Es gibt noch weitere Faktoren, die Europa besonders machen. Zunächst einmal unterscheiden sich die Konjunkturzyklen und die sozioökonomischen Gegebenheiten in Europa erheblich von denen in Asien und den USA. Für das kommende Jahr erwarten unsere Wirtschaftsexperten beispielsweise eine Beschleunigung des Wachstums in Europa und eine Abkühlung in den USA.
Darüber hinaus gibt es in Europa eine Vielzahl von Ländern, Währungen und Branchen, die Möglichkeiten zur Portfoliodiversifizierung bieten – eine Anlagelandschaft, die potenziell vielfältiger ist als die in den USA oder Asien. Der mögliche Währungsbeitrag macht Investitionen in Europa attraktiv. Unsere Makroökonomen prognostizieren, dass der Euro gegenüber dem US-Dollar in den nächsten fünf Jahren um durchschnittlich 1,4% pro Jahr aufwerten wird, was die Renditen für USD-Investoren erhöht und eine Allokation in der Region umso attraktiver macht.
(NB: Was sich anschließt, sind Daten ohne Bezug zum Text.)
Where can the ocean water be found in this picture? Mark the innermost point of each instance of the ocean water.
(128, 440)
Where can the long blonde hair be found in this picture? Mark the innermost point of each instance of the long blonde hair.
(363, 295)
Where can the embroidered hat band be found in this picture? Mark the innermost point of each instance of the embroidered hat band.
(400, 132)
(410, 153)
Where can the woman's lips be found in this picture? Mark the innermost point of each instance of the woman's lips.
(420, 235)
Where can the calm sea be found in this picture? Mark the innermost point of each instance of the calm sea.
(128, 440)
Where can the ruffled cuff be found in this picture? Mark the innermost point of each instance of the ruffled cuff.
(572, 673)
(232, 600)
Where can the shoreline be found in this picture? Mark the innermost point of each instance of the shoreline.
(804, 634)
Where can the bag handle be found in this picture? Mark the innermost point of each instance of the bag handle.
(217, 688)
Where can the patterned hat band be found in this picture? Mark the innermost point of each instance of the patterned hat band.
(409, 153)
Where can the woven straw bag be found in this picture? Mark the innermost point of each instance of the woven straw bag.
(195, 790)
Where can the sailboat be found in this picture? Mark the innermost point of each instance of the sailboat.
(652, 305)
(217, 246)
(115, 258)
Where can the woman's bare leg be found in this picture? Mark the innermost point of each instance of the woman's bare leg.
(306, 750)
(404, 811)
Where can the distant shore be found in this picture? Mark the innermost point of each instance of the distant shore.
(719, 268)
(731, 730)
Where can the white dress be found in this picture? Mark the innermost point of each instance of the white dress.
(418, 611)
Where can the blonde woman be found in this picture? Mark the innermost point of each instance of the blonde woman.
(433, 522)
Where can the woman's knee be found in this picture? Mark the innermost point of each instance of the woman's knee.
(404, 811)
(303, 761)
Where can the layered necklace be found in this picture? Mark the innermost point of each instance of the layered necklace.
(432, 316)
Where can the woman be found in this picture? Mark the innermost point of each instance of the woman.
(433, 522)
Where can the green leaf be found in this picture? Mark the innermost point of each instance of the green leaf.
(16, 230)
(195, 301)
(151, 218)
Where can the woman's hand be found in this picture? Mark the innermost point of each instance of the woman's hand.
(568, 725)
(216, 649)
Unterschiedliche Ausgangsbedingungen
Aufgrund der Vielfalt der europäischen Alternative Credit Märkte ist die Streuung der Renditen über Länder und Sektoren hinweg im Allgemeinen höher als in den USA. Dies eröffnet versierten Fondsmanagern Anlagechancen, da sie leichter Arbitragemöglichkeiten – zum Beispiel über mehrere Länder hinweg – wahrnehmen und auf diese Weise diversifizierte Portfolios aufbauen können, die im Zeitverlauf auch widerstandsfähiger sind.
Bei liquideren Schuldtiteln und Leveraged Loans führt die Streuung zu Preisdiskrepanzen, die Investoren ausnutzen können.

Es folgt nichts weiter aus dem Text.